Since the first St. Patrick’s Day parade in 1858, the City of Atlanta has supported the Hibernian Benevolent Society St. Patrick’s Day Parade in memory of the heroic efforts of Father Thomas O’Reilly and of the Hibernian Rifles. Oakland Cemetery contains a plot dedicated to the Hibernian Rifles in gratitude for their service to the city. HBSA members can still be buried there today.
The Atlanta Constitution, in 1893, told of an eventful St. Patrick’s Day parade with a full-page account of the festivities. The article read as follows: “Three hundred Irishmen from the Hibernian Benevolent Society along with the Ancient Order of Hibernians, and the Catholic Knights of Atlanta, marching to the music of the Fourth Artillery band filed into the Catholic Church for Mass, at which Father Clifford preached on the life and work of St. Patrick. Upon the conclusion of Mass, the societies paraded to the Opera House on Marietta Street to celebrate.”
Over the years the parade has grown. It is now produced by Atlanta St. Patrick’s Parade, Inc. (“The Parade Committee”) which is made up of representatives of the various Irish groups that are an integral part of Atlanta’s Irish community. A member of the Hibernian Benevolent Society traditionally serves as President and Chairman. Today members of the Ancient Order of Hibernians (AOH), Clan Na NGael, Fire Emerald Society of Metro Atlanta (FESMA), the Irish Information Center and the Metro Atlanta Police Emerald Society (MAPES) are all active members and participants.
In 1999 Monsignor E.J. Dillon approached the current HBSA President and Parade Chairman Matt Naughton and suggested that a larger parade with more participation might be had if a “coalition” of Irish groups could be formed to plan and implement the parade. This was the beginning of the “Parade Committee”.
In 2000 the first joint parade was held in Buckhead.
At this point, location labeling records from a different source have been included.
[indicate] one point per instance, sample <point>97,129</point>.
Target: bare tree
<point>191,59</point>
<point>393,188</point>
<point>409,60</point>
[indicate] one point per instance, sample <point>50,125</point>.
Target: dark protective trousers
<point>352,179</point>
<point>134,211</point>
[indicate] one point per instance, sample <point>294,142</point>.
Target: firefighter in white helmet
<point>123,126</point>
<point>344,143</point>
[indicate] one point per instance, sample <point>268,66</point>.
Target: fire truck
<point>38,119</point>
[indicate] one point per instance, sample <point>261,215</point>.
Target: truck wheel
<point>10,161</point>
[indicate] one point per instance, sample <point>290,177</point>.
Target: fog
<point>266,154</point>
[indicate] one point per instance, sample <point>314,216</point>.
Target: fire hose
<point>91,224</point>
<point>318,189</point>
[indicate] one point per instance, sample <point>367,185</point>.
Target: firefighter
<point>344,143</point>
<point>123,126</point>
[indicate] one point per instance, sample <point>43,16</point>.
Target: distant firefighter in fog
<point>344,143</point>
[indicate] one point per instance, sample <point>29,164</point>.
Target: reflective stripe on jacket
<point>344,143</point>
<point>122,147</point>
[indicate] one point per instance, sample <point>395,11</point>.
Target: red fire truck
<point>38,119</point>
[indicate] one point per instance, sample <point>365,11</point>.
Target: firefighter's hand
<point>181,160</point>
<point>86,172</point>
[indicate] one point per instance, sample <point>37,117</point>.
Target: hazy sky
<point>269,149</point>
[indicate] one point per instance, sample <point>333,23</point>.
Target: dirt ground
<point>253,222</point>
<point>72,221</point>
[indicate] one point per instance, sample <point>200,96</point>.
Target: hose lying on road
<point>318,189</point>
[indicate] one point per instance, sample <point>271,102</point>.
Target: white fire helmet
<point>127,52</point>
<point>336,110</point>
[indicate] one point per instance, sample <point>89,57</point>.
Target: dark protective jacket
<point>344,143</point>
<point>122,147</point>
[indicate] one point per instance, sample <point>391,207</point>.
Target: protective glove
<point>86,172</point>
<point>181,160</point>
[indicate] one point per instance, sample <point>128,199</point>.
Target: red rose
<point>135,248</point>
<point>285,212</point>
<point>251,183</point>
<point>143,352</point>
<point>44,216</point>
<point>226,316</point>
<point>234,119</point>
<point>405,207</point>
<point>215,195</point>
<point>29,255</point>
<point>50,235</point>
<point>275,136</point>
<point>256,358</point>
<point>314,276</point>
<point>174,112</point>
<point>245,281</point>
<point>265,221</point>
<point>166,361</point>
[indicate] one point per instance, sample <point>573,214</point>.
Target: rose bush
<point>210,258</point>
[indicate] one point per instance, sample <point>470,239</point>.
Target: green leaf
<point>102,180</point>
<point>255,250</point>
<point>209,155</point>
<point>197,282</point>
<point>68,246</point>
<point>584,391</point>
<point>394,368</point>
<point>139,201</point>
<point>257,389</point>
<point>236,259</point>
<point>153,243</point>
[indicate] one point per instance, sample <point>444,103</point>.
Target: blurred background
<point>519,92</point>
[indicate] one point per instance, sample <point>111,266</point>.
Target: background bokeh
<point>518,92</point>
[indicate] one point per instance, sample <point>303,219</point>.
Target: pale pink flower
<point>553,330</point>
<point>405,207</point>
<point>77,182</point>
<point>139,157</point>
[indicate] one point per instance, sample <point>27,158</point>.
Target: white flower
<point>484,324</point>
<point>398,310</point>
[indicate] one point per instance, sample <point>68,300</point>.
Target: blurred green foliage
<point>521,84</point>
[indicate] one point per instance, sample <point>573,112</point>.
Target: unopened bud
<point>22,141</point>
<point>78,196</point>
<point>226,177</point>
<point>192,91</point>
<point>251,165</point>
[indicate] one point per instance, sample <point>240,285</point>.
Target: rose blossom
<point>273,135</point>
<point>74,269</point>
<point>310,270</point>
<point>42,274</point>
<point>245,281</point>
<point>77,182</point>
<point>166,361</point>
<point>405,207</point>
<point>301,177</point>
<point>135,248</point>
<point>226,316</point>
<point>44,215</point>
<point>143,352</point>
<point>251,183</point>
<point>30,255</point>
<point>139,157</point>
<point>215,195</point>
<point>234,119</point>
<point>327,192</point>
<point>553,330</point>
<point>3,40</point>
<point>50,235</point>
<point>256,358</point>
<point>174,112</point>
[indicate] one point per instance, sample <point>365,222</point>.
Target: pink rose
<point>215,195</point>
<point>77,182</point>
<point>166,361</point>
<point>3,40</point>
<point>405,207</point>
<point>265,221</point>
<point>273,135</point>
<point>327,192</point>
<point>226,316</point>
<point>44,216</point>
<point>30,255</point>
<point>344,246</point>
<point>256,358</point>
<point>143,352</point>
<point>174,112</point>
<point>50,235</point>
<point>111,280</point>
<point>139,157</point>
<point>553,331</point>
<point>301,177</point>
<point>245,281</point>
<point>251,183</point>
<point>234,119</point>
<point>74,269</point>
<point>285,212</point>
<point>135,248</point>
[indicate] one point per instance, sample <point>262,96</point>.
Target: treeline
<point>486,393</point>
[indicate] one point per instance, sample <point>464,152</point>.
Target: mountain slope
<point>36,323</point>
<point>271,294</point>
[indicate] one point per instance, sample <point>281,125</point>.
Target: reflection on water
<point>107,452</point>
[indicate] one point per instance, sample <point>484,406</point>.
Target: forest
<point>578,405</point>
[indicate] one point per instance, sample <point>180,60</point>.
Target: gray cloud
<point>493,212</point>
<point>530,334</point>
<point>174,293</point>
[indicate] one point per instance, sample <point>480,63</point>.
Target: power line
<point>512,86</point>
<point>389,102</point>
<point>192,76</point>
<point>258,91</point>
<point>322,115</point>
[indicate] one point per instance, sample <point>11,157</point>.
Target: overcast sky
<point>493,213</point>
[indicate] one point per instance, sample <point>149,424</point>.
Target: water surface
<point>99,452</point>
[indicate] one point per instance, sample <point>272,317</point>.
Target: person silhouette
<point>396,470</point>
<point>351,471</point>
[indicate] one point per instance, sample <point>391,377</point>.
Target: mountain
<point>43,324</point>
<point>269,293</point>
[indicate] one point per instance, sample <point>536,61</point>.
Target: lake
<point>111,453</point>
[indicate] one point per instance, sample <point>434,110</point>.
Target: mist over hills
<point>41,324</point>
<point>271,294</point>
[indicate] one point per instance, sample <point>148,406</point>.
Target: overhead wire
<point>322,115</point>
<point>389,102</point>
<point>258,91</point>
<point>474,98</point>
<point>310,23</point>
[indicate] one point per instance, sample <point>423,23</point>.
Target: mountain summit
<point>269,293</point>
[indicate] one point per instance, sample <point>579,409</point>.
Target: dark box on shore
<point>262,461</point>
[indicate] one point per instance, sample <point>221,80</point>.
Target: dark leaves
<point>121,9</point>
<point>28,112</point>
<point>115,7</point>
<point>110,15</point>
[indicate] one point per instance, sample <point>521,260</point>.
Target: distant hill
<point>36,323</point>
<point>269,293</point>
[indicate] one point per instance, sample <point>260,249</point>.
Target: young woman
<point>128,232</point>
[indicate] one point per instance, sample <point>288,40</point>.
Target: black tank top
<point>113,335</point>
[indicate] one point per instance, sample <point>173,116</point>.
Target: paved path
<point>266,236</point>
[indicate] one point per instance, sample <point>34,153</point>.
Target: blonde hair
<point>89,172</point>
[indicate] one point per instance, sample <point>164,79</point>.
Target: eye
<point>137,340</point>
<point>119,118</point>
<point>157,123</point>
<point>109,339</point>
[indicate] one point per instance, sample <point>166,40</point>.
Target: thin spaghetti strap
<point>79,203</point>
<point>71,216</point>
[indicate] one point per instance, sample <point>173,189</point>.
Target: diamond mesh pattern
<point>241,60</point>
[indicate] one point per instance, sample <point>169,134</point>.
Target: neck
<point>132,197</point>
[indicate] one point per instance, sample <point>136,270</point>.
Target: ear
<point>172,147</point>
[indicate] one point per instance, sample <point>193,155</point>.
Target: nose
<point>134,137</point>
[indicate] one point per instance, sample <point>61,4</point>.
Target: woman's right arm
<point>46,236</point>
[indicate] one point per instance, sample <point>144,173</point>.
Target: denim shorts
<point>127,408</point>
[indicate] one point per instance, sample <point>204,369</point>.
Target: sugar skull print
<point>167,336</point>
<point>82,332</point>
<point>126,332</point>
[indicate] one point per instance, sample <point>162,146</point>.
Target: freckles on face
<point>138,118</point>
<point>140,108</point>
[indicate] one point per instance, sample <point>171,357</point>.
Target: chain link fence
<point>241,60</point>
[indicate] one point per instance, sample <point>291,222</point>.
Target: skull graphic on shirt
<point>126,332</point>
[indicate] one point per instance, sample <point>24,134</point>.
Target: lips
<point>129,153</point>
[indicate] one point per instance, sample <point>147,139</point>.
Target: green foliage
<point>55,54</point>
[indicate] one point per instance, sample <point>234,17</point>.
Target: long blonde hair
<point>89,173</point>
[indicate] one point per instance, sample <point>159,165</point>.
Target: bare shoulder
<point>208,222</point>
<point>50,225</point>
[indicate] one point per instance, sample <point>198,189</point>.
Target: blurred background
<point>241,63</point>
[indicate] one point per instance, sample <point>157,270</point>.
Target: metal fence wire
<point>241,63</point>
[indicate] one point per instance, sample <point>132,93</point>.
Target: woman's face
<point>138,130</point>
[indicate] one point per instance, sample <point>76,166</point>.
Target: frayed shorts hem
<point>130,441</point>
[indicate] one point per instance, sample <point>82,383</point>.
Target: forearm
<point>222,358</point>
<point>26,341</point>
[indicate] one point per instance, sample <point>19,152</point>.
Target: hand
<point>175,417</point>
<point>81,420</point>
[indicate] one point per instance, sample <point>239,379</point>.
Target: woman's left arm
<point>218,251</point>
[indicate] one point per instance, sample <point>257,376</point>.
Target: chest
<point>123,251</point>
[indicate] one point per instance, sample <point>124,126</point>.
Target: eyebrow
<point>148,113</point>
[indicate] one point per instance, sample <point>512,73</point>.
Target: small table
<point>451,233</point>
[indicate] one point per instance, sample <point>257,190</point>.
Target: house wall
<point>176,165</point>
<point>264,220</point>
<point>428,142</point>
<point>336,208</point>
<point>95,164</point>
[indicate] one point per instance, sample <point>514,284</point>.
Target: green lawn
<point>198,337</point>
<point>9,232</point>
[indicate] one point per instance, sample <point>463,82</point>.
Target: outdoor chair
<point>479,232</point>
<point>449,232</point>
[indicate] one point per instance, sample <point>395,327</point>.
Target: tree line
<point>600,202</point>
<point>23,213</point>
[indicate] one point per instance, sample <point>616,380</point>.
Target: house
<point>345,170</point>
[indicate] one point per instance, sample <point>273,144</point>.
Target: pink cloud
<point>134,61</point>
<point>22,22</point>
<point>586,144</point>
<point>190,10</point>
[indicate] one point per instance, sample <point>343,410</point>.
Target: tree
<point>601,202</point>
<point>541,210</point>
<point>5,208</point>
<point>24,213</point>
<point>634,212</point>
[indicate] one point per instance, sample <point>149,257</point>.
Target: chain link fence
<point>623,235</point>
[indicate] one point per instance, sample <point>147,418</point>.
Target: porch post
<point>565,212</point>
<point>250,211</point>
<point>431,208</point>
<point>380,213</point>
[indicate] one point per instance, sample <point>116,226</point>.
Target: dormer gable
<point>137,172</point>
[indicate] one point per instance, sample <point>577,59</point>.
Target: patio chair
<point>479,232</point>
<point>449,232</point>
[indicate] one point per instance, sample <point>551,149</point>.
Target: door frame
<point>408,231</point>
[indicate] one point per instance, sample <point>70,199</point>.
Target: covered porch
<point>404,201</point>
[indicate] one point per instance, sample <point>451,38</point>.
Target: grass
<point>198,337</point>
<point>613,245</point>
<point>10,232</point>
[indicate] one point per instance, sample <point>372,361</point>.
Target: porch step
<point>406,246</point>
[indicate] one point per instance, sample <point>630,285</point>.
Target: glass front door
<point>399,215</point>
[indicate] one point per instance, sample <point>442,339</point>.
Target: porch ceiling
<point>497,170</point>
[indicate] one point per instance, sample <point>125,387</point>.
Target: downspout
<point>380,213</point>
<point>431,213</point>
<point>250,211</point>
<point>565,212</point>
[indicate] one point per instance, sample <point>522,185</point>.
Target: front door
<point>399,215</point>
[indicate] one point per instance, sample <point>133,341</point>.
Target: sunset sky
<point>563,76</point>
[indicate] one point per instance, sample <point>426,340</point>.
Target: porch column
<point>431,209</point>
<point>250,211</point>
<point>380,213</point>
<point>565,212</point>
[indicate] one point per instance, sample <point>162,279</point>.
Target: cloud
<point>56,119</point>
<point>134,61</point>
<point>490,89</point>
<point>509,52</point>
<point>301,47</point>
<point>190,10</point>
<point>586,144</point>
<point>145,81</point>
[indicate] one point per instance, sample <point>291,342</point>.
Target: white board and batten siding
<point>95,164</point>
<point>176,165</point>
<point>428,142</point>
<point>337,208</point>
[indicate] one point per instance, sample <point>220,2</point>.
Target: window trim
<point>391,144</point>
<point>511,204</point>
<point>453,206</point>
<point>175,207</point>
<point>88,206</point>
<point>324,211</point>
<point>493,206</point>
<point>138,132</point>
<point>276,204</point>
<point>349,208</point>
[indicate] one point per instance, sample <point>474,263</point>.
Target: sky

Mary Harney, Tánaiste (Irish Deputy Prime Minister) and Minister for Enterprise, Trade and Employment was the Grand Marshall. It was quite a successful parade.
The year 2001 found “The Committee” redefining itself and expanding. The 2001 Parade was the largest and longest parade in recent history. There were 150 units, approximately 20 floats, five pipe bands, seven marching bands, five dance schools and units from as far away as South Florida and New York. All of the constituent groups contributed significantly. Actor/Author Malachi McCourt and Irish Tenor John McDermott jointly served as Grand Marshalls. Special guests from Ireland included Éamon Ó Cuiv, Minister of State at the Department of Agriculture and Food and Rural Development and Adrian McDaid, Deputy Consul General of Ireland. Crowds were estimated at 25,000.
In 2001 Atlanta St. Patrick’s Parade Inc. was incorporated. Among the goals of the group are the education of the general public about the significant contribution made by the Irish to Atlanta, the South and the United States. Floats were donated to a number of non-profit organizations, including the Lions Club, the Ulster Project and others. The parade was expanded to include groups such as “Atlanta Young Singers of Callanwolde” and numerous other groups not traditionally Irish. Attention has been focused on immigrant people in general, in addition to the Irish. We are working with the Atlanta History Center to try to develop an educational exhibit detailing the place of the immigrant Irish in Atlanta’s growth and development.
2002 saw a greatly expanded parade with over 200 units and the largest crowds ever. Grand Marshals from New York represented the NY Police Department, NY Fire Department and NYNJ Port Authority. These honored guests received a welcome they will never forget. As one Police Chief put it, “Now we know what you mean by Southern Hospitality!” Atlanta St. Patrick’s Parade is now the largest parade in Atlanta.
The year 2004 will see the beginning of a scholarship program which will award a cash scholarship to the winners of an essay contest. This program is still being implemented. Contributions to participating high school band booster clubs and bagpipe bands is expanding.
Participation in the parade is not just an “Irish thing”. All groups are encouraged to participate as long as their unit is appropriate for a “family” event. The emphasis is on children, schools and immigrants.